O presidente do Sindicato de Hotéis, Restaurantes, Bares e Similares de Itapeva e Região, Silvio Cataldo, diz que a entidade entrou com o pedido judicial de suspensão da fiscalização por entender que a lei do governador José Serra (PSDB) é inconstitucional.

O consultor jurídico da entidade, Marcus Vinícius Rosa, diz que houve uma orientação da instituição para que todos os sindicatos entrassem separadamente com os pedidos.

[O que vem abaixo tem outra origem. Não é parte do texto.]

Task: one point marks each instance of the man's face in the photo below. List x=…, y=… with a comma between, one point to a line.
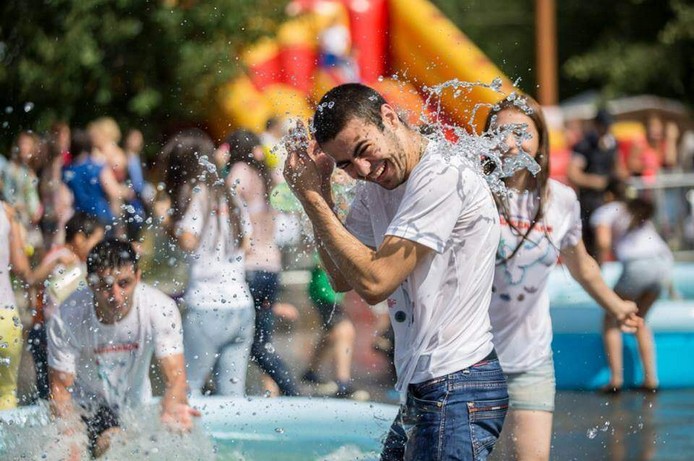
x=365, y=152
x=114, y=288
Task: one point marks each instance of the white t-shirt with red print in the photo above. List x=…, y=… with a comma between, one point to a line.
x=519, y=310
x=440, y=312
x=111, y=362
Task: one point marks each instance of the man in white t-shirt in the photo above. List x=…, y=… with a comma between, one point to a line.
x=421, y=233
x=100, y=345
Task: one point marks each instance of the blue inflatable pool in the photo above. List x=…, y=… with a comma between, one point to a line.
x=250, y=429
x=578, y=351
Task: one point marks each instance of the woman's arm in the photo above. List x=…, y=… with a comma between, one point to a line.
x=603, y=240
x=585, y=270
x=18, y=258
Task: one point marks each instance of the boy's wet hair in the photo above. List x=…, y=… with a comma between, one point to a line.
x=81, y=223
x=344, y=103
x=111, y=254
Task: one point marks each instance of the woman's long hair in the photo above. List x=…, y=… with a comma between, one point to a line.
x=538, y=183
x=242, y=144
x=188, y=158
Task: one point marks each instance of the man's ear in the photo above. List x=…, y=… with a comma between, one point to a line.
x=389, y=116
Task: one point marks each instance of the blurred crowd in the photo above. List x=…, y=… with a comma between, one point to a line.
x=205, y=202
x=641, y=154
x=70, y=187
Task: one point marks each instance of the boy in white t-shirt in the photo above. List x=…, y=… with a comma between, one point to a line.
x=100, y=345
x=68, y=265
x=422, y=233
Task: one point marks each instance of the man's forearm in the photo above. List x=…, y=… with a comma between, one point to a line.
x=351, y=260
x=339, y=283
x=176, y=391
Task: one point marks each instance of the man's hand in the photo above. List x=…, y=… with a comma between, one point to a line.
x=307, y=169
x=626, y=314
x=178, y=417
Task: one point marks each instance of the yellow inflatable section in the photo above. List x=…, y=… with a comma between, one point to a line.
x=428, y=49
x=425, y=48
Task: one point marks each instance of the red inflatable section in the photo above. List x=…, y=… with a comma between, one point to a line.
x=298, y=54
x=369, y=28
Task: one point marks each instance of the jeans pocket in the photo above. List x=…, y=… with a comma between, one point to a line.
x=486, y=419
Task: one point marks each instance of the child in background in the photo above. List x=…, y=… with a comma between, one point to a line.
x=624, y=227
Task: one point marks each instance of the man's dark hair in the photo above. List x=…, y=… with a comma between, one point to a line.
x=81, y=223
x=344, y=103
x=111, y=254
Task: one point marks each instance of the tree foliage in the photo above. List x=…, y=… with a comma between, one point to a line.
x=647, y=48
x=621, y=47
x=152, y=63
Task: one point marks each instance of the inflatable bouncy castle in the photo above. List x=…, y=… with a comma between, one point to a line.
x=396, y=46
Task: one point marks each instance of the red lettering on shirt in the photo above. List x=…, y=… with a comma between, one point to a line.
x=116, y=348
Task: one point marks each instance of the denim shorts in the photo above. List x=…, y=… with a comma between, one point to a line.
x=454, y=417
x=533, y=389
x=643, y=275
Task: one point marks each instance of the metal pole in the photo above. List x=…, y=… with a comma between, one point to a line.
x=546, y=51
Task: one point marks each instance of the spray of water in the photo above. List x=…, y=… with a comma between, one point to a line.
x=487, y=152
x=37, y=436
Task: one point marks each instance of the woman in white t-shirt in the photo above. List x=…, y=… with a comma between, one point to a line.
x=624, y=227
x=210, y=227
x=540, y=221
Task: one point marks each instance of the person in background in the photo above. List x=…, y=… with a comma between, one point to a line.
x=135, y=213
x=593, y=163
x=13, y=261
x=272, y=147
x=253, y=183
x=335, y=342
x=540, y=222
x=63, y=270
x=21, y=188
x=100, y=345
x=55, y=195
x=94, y=187
x=623, y=227
x=105, y=135
x=211, y=226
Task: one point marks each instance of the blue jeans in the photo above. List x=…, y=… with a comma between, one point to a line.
x=455, y=417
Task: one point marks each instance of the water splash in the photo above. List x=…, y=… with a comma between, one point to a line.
x=36, y=436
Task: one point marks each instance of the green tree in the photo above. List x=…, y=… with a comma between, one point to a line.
x=153, y=64
x=648, y=47
x=620, y=47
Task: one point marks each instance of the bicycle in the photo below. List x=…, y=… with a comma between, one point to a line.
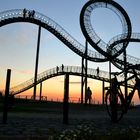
x=117, y=105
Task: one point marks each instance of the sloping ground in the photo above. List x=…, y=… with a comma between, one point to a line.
x=40, y=121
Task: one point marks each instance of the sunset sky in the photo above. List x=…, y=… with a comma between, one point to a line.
x=19, y=41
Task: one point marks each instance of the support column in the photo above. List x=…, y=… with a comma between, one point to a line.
x=103, y=92
x=125, y=74
x=66, y=99
x=40, y=91
x=86, y=65
x=82, y=80
x=5, y=106
x=36, y=64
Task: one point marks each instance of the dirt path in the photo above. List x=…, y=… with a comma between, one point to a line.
x=23, y=124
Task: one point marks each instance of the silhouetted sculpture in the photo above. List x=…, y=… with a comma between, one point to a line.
x=97, y=71
x=24, y=12
x=31, y=14
x=62, y=67
x=57, y=69
x=88, y=95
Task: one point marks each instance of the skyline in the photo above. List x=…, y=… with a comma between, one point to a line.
x=52, y=52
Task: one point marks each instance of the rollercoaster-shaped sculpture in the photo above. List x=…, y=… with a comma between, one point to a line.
x=113, y=51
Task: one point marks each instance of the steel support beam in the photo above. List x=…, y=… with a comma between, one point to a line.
x=125, y=74
x=5, y=106
x=82, y=81
x=66, y=99
x=103, y=92
x=86, y=65
x=36, y=64
x=40, y=91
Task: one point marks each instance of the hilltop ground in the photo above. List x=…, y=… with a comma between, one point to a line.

A Procuradoria Geral do Estado de São Paulo, órgão que representa o governo nas questões judiciais, diz não ter sido notificada oficialmente da decisão atual de juiz Valter Alexandre Mena, mas adianta que irá recorrer.

Espelhando-se em São Paulo, a Assembléia Legislativa do Rio de Janeiro aprovou ontem lei que proíbe o fumo em ambientes fechados em todo o Estado.

A principal diferença entre a lei do Rio e a paulista é a punição. No Rio os estabelecimentos estarão sujeitos a multas de valor maior (R$ 3 mil a R$ 30 mil, dependendo de agravantes como a quantidade de fumantes, contra R$ 792,50 de SP), mas não correm o risco de serem fechados, como prevê a lei paulista após a segunda reincidência.